Excellent! I ran it with the big version and this is what I get:

library(sf)
#> Linking to GEOS 3.6.2, GDAL 2.2.3, proj.4 4.9.3
library(rmapshaper)

u = "https://borders.ukdataservice.ac.uk/ukborders/easy_download/prebuilt/shape/England_caswa_2001_clipped.zip"
download.file(u, destfile = "zipped_shapefile.zip")
unzip("zipped_shapefile.zip")
f = list.files(pattern = ".shp")
res = sf::st_read(f)
#> Reading layer `england_caswa_2001_clipped' from data source `/private/var/folders/2w/x5wq73f93yzgm7hjr_b_54q00000gp/T/RtmpZLkA8z/england_caswa_2001_clipped.shp' using driver `ESRI Shapefile'
#> Simple feature collection with 6930 features and 5 fields
#> geometry type:  MULTIPOLYGON
#> dimension:      XY
#> bbox:           xmin: 85665 ymin: 7054 xmax: 655604 ymax: 657534.1
#> epsg (SRID):    NA
#> proj4string:    +proj=tmerc +lat_0=49 +lon_0=-2 +k=0.9996012717 +x_0=400000 +y_0=-100000 +datum=OSGB36 +units=m +no_defs

system.time(cas2003_simple_sys <- ms_simplify(input = res, keep = 0.05, sys = TRUE))
#>    user  system elapsed 
#>  57.382   2.670  59.937

system.time(cas2003_simple_internal <- ms_simplify(input = res, keep = 0.05, sys = FALSE))
#>     user   system  elapsed 
#> 1276.978   60.552 1514.478

object.size(cas2003_simple_sys)
#> 16266760 bytes
object.size(cas2003_simple_internal)
#> 16266760 bytes

Still not super fast but much better; the bottleneck is writing to geojson with sf::st_write...

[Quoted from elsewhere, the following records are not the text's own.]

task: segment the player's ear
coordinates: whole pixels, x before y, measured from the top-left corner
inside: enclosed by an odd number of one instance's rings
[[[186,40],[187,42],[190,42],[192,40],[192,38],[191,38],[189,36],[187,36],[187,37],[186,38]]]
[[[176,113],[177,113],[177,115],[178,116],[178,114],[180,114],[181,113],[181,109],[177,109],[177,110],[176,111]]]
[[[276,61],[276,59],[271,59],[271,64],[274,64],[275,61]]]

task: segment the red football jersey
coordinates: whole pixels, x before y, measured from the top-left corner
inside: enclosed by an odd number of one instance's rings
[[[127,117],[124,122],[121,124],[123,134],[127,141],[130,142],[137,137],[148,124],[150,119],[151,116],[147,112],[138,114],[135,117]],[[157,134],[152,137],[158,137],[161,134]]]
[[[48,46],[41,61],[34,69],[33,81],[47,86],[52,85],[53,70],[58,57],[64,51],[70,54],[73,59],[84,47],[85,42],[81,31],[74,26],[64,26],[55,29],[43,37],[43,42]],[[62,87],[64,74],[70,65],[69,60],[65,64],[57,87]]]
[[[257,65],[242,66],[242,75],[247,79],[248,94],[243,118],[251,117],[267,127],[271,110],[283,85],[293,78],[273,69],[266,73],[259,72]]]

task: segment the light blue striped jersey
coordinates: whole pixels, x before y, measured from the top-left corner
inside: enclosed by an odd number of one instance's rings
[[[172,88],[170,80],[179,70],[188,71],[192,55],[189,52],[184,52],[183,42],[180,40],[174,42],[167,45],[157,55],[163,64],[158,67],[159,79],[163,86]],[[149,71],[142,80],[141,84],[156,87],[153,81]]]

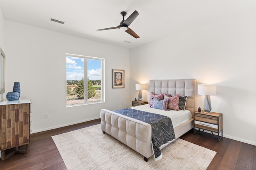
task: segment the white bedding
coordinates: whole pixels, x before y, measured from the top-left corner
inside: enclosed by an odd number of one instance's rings
[[[168,116],[172,119],[174,128],[192,119],[191,113],[190,111],[188,110],[180,110],[179,111],[168,110],[165,111],[150,107],[149,104],[144,104],[130,108]]]

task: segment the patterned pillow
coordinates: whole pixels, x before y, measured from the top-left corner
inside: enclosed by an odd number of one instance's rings
[[[179,109],[179,97],[180,94],[176,94],[172,96],[166,93],[164,96],[164,99],[170,99],[167,108],[174,110],[180,110]]]
[[[158,94],[156,94],[153,92],[150,93],[150,99],[149,100],[149,106],[150,107],[152,107],[152,105],[153,105],[153,102],[154,102],[154,99],[156,98],[157,99],[162,100],[164,98],[164,94],[160,93]]]
[[[160,100],[157,98],[154,100],[152,107],[155,109],[161,109],[164,110],[167,110],[167,106],[169,103],[169,99]]]
[[[170,94],[169,94],[170,95]],[[172,95],[170,95],[172,96]],[[185,110],[186,109],[186,104],[187,103],[187,96],[180,96],[179,99],[179,109],[180,110]]]

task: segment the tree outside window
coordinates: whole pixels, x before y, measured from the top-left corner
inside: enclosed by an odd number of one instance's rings
[[[104,59],[66,54],[66,61],[67,106],[104,102]]]

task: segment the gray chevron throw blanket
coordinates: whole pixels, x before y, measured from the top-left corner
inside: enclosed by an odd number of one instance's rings
[[[160,147],[175,139],[172,120],[169,117],[130,108],[113,111],[144,121],[151,125],[152,149],[156,160],[161,159],[162,157]]]

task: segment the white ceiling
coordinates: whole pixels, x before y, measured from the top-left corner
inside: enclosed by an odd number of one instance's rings
[[[254,0],[4,0],[5,19],[128,48],[189,31],[225,18],[255,10]],[[135,10],[129,26],[140,38],[115,29]],[[65,21],[50,21],[52,17]],[[124,41],[130,41],[128,43]]]

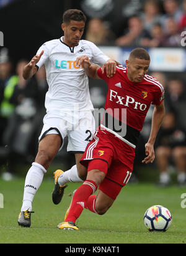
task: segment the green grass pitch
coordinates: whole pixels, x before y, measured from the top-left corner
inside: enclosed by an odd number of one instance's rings
[[[79,184],[69,184],[63,201],[51,201],[53,181],[44,178],[33,204],[30,228],[17,224],[21,207],[24,178],[10,182],[0,179],[4,208],[0,208],[1,244],[183,244],[186,243],[186,208],[180,198],[186,188],[172,186],[159,188],[149,183],[128,184],[113,206],[103,216],[84,209],[78,220],[79,231],[61,230],[56,225],[63,221],[71,201],[71,193]],[[145,211],[154,204],[163,205],[172,215],[172,224],[166,232],[149,232],[143,223]]]

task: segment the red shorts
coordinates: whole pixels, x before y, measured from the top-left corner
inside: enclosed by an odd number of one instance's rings
[[[87,145],[81,163],[87,168],[88,171],[100,169],[105,173],[99,189],[115,199],[130,178],[135,157],[135,148],[127,144],[127,141],[124,142],[107,130],[99,130]],[[107,164],[100,166],[100,161],[97,162],[96,159],[101,159]],[[97,166],[99,164],[100,168]]]

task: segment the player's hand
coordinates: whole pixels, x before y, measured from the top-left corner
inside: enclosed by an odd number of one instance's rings
[[[142,161],[142,163],[145,164],[153,163],[155,159],[154,145],[149,143],[147,143],[145,145],[145,154],[147,156]]]
[[[102,73],[105,70],[107,77],[110,78],[113,77],[116,73],[116,66],[117,63],[115,60],[112,59],[107,60],[102,67]]]
[[[76,65],[77,67],[80,67],[81,65],[83,69],[88,69],[91,63],[89,59],[89,57],[86,55],[78,57],[76,61]]]
[[[40,53],[40,54],[33,56],[29,64],[29,67],[30,67],[31,69],[35,67],[35,64],[37,64],[37,62],[38,62],[38,61],[41,59],[41,57],[43,54],[43,53],[44,53],[44,50],[43,50],[42,52]]]

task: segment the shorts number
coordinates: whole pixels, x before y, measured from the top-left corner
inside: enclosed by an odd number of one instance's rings
[[[128,181],[130,180],[131,174],[132,173],[131,171],[126,171],[126,175],[123,181],[123,183],[125,184],[125,185],[128,183]]]
[[[91,141],[91,140],[90,140],[90,138],[91,138],[92,136],[92,133],[91,131],[89,131],[89,130],[87,130],[86,131],[86,133],[89,133],[89,135],[87,136],[87,138],[86,139],[85,139],[86,141]]]

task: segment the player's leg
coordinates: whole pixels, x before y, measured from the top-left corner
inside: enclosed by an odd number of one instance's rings
[[[76,164],[70,169],[61,172],[58,179],[60,186],[63,186],[69,182],[81,183],[85,181],[87,176],[87,168],[79,163],[82,153],[75,153]]]
[[[95,121],[91,111],[79,113],[78,128],[68,131],[67,151],[74,154],[76,165],[65,172],[61,172],[57,182],[63,186],[69,182],[83,182],[87,175],[87,169],[80,163],[87,144],[92,138],[95,130]],[[77,118],[78,119],[78,118]]]
[[[94,194],[89,196],[85,208],[92,212],[103,215],[112,206],[114,201],[115,199],[99,189],[96,195]]]
[[[89,162],[87,179],[75,192],[68,214],[64,222],[58,225],[59,229],[66,229],[66,225],[69,225],[69,223],[74,225],[76,219],[86,207],[87,199],[95,192],[97,187],[104,179],[107,169],[108,164],[105,161],[95,159]]]
[[[55,204],[58,204],[61,202],[64,189],[67,187],[68,183],[82,183],[86,179],[87,168],[79,163],[82,156],[82,154],[81,153],[75,154],[76,164],[69,170],[63,171],[58,169],[55,172],[55,186],[52,193],[52,201]],[[81,178],[83,178],[83,179]]]
[[[30,214],[33,197],[43,181],[50,163],[61,145],[58,134],[45,136],[40,142],[37,156],[29,170],[25,181],[23,202],[18,223],[23,226],[30,225]]]
[[[167,171],[171,149],[167,146],[159,146],[156,149],[156,162],[159,169],[159,186],[167,186],[170,182],[170,176]]]

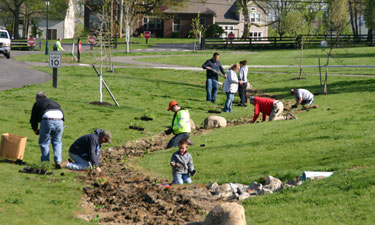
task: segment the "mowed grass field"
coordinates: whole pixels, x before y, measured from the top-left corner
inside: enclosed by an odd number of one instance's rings
[[[38,68],[51,73],[50,68]],[[63,67],[59,69],[58,88],[52,81],[0,92],[0,133],[28,137],[24,161],[40,161],[38,136],[29,123],[35,94],[43,90],[60,103],[65,113],[63,133],[63,159],[68,158],[69,146],[80,136],[92,133],[95,128],[108,129],[113,134],[112,146],[126,141],[149,137],[169,126],[173,114],[167,111],[171,100],[191,109],[196,123],[203,122],[210,108],[224,105],[225,96],[218,96],[219,105],[207,106],[204,72],[172,70],[118,69],[117,73],[104,74],[120,107],[91,105],[99,101],[99,79],[92,68]],[[113,103],[103,88],[103,101]],[[142,122],[135,117],[152,115],[153,121]],[[237,110],[228,119],[244,117],[248,110]],[[146,128],[146,132],[129,129],[129,125]],[[103,149],[111,147],[103,145]],[[52,151],[52,150],[51,150]],[[51,160],[53,153],[51,152]],[[75,173],[56,170],[55,174],[38,176],[19,173],[23,166],[0,163],[0,224],[83,224],[75,219],[82,197],[82,183]],[[65,176],[60,173],[64,172]]]
[[[262,50],[262,51],[222,51],[220,61],[223,65],[238,63],[244,59],[248,61],[249,66],[299,66],[301,51],[300,50]],[[305,49],[303,52],[303,65],[319,65],[327,62],[328,49]],[[330,65],[375,65],[375,48],[374,47],[355,47],[355,48],[338,48],[334,50]],[[164,56],[156,58],[143,58],[140,61],[156,62],[174,65],[200,67],[209,58],[212,58],[212,52],[201,54],[194,57],[186,58],[184,56]],[[324,74],[322,68],[322,73]],[[251,68],[257,72],[283,72],[299,73],[299,68]],[[305,73],[319,73],[319,68],[304,68]],[[375,74],[374,68],[329,68],[330,73],[336,74]]]
[[[49,68],[38,69],[51,73]],[[255,88],[284,101],[292,100],[292,87],[320,91],[318,77],[294,80],[295,77],[277,73],[249,75]],[[104,79],[120,107],[89,104],[99,100],[98,77],[91,68],[59,69],[57,89],[51,87],[50,81],[0,92],[0,132],[27,136],[24,160],[40,160],[38,137],[29,125],[31,107],[39,90],[57,100],[65,112],[64,159],[70,144],[94,128],[110,130],[113,146],[164,130],[171,123],[172,113],[166,109],[172,99],[190,110],[196,124],[209,115],[208,109],[222,107],[225,101],[220,89],[217,104],[205,102],[203,71],[117,69],[114,74],[106,73]],[[328,88],[328,95],[316,96],[319,108],[298,114],[298,120],[228,127],[192,137],[196,145],[189,151],[198,171],[194,182],[250,184],[267,175],[287,180],[307,170],[334,171],[328,179],[245,201],[248,223],[375,223],[375,79],[329,77]],[[103,100],[113,103],[103,91]],[[145,113],[151,113],[155,119],[134,119]],[[234,113],[221,115],[231,120],[252,114],[253,107],[249,106],[235,107]],[[131,124],[145,127],[146,132],[128,129]],[[201,148],[200,144],[206,147]],[[103,145],[104,150],[109,147]],[[169,160],[174,151],[147,154],[132,163],[147,173],[171,180]],[[83,186],[75,173],[63,170],[65,176],[61,176],[62,171],[56,170],[53,175],[38,176],[21,174],[21,168],[0,163],[0,224],[86,223],[75,218],[80,211]]]
[[[317,77],[251,77],[255,87],[282,99],[290,98],[293,86],[319,92]],[[248,224],[374,224],[375,80],[329,81],[330,94],[315,98],[319,108],[298,114],[298,120],[229,127],[194,137],[196,145],[189,148],[198,171],[194,182],[250,184],[268,175],[287,181],[303,171],[334,171],[325,180],[246,200]],[[174,151],[145,155],[136,164],[171,180],[168,163]]]

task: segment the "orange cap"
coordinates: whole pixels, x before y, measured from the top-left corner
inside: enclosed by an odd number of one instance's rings
[[[170,111],[170,110],[172,109],[172,107],[175,106],[175,105],[177,105],[177,104],[178,104],[177,101],[171,101],[171,102],[169,103],[168,111]]]

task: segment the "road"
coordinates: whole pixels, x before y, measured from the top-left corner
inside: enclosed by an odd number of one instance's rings
[[[13,56],[14,54],[12,54]],[[40,84],[50,79],[51,76],[47,73],[31,69],[25,63],[6,59],[3,55],[0,55],[0,91]]]

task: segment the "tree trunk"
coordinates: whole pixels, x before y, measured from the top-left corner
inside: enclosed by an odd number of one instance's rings
[[[20,7],[15,4],[14,7],[14,27],[13,27],[13,37],[18,39],[19,35],[19,26],[20,26]]]

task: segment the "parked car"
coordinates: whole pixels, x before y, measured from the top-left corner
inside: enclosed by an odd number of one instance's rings
[[[4,54],[7,59],[10,58],[10,36],[8,31],[0,30],[0,53]]]

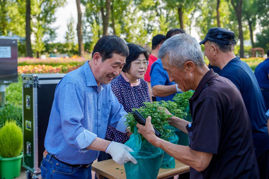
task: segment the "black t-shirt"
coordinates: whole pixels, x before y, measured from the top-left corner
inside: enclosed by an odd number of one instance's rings
[[[269,135],[265,103],[255,75],[245,62],[237,58],[229,62],[219,74],[230,80],[241,93],[250,120],[254,149],[258,156],[269,150]]]
[[[208,166],[191,178],[258,178],[251,127],[240,92],[229,80],[209,70],[189,100],[189,146],[211,153]]]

Robinlovelace commented 6 years ago

Great - exceeds expectations! One idea you may have already tried is writing to different formats. I think this is a great solution in any case, many thanks for the fix.

ateucher commented 6 years ago

@Robinlovelace rmapshaper 0.4 is now on CRAN with the sys argument available in all functions.

Robinlovelace commented 6 years ago

Fantastic, many thanks! Heads-up @Nowosad we should mention this in the simplification section of the book.